Recently I have discovered Aconitum can be used for a very effective homoeopathic remedy for colds. Many homoeopathic remedies are based on poisons; my interpretation is that because of the way they are diluted and shaken to have a high energetic presence of the poison, the body is triggered into a reaction. However, as there is no actual physical poison there, the body’s reaction is used instead to fight the disease, in this case a ‘common’ cold. Magic. But not something I would want to prepare for myself…

So why grow it?
Besides being a way of becoming familiar with a great plant, it is actually very garden-worthy. A. napellus, pictured, grows to nearly six feet tall in my windy garden, yet never needs staking. It is a very pretty plant with a full four seasons of interest – the fresh young growth in Spring, flowers in Summer, good leaf colour in Autumn, and finally dried stems and seed cases through the Winter. It seems to be fairly undemanding, neither taking over nor being easily squeezed out, and grows happily in the middle of borders which conveniently ensures it is not brushed accidentally.
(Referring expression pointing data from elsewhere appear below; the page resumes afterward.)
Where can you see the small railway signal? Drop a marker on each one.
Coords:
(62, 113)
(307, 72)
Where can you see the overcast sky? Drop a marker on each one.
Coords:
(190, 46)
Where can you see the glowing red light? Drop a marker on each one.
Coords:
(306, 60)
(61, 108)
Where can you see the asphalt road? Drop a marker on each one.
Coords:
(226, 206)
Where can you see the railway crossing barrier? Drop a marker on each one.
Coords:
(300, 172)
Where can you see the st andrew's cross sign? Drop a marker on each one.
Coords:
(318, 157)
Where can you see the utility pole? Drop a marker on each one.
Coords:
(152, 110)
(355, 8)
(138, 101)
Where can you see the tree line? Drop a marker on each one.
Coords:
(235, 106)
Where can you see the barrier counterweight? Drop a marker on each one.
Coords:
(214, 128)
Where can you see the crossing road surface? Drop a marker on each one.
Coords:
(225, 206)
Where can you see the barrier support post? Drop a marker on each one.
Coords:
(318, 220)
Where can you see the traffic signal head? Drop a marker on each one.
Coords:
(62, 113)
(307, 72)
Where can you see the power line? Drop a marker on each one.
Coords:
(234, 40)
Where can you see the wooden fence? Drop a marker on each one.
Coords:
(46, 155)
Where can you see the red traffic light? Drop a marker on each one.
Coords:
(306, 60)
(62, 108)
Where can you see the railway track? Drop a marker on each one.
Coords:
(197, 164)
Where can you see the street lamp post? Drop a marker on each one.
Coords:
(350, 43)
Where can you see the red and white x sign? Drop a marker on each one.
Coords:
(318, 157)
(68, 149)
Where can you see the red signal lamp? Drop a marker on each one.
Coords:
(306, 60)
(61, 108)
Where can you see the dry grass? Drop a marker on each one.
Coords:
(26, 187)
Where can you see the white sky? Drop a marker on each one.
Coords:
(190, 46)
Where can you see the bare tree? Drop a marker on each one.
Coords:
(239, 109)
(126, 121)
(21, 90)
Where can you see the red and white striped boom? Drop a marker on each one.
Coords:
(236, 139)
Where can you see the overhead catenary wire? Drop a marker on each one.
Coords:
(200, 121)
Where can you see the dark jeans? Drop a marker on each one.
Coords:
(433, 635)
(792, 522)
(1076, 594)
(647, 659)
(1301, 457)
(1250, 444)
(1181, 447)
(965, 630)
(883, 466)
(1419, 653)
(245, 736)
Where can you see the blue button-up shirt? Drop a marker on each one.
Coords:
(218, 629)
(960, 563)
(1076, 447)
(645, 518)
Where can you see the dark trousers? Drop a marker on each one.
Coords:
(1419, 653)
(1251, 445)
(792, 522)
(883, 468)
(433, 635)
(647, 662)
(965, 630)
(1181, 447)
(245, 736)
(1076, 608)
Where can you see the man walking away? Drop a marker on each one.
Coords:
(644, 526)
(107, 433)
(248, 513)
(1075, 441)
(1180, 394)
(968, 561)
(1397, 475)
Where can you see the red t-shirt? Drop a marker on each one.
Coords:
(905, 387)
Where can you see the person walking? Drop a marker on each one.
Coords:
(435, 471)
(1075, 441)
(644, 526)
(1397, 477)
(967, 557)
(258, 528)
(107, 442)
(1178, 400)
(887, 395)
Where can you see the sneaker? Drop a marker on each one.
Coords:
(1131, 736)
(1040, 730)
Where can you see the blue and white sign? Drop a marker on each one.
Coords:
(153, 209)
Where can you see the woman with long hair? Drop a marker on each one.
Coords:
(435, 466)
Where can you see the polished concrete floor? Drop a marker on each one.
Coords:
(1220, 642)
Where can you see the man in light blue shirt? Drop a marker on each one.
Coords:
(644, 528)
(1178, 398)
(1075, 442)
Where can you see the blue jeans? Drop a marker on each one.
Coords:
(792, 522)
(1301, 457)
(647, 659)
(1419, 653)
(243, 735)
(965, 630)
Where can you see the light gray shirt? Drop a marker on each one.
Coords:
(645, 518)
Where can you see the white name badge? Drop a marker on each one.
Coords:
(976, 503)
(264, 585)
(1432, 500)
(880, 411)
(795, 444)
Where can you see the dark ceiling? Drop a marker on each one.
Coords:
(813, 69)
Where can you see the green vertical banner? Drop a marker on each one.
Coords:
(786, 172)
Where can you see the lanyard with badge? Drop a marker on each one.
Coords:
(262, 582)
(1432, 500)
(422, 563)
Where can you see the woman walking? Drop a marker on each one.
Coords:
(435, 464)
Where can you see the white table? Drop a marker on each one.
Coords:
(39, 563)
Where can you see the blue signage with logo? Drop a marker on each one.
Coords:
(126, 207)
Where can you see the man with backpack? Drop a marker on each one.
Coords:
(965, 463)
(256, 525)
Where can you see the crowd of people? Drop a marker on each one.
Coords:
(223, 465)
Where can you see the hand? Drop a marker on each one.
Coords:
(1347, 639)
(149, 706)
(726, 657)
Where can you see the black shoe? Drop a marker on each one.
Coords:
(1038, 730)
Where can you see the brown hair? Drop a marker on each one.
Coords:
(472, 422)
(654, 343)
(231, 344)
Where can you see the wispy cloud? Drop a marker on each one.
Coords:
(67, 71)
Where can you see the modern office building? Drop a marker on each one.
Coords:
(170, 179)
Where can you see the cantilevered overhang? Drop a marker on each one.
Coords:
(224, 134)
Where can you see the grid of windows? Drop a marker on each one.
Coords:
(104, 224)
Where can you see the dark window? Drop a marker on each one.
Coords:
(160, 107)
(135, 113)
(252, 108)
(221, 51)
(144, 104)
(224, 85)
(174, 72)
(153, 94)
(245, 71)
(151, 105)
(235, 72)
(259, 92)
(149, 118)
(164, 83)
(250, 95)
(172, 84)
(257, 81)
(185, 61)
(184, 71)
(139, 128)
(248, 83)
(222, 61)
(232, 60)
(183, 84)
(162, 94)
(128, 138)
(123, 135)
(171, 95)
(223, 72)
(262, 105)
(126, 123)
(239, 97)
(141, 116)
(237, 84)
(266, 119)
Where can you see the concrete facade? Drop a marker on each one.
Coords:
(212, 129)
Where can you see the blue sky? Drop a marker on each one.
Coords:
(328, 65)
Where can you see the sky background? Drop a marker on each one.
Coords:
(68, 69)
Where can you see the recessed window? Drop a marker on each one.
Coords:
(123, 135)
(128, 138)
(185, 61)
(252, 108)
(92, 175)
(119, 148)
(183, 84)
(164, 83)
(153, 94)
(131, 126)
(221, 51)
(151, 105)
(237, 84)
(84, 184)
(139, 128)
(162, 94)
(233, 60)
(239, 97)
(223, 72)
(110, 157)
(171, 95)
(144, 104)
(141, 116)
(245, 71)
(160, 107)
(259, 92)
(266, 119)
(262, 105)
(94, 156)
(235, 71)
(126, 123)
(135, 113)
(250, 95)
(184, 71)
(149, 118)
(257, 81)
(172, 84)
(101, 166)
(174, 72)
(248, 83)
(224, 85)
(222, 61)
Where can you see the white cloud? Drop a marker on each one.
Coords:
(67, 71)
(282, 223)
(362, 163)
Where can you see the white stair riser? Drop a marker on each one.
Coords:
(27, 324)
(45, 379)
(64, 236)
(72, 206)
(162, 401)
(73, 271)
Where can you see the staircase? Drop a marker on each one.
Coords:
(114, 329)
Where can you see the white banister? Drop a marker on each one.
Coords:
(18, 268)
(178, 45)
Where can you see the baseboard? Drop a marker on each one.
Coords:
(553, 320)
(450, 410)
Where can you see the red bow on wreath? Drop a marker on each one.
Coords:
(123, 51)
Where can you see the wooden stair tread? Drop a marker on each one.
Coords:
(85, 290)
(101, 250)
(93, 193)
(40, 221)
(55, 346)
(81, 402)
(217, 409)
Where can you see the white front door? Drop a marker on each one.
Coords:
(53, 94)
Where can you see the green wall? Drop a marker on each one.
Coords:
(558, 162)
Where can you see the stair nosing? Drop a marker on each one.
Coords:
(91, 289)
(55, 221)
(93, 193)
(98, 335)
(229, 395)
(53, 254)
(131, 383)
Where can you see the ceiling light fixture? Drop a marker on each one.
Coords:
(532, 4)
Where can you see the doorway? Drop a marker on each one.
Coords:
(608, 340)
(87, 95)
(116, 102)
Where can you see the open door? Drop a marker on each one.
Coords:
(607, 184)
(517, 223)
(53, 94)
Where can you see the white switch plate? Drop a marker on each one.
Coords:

I see its parallel with Yew in the world of trees. Equally poisonous in almost all parts, Yew teaches us about death and transformation, letting us see the dark side of the cycle as a positive experience and allowing us to be reborn. Aconitum can be used to clear what needs to be cleared at a stroke, and see the fundamental truths. It is fast acting, being fast growing, but carries the power of renewal from the deep taproots. Having cleared, there is a store of energy there which can be used to create something new out of the ashes.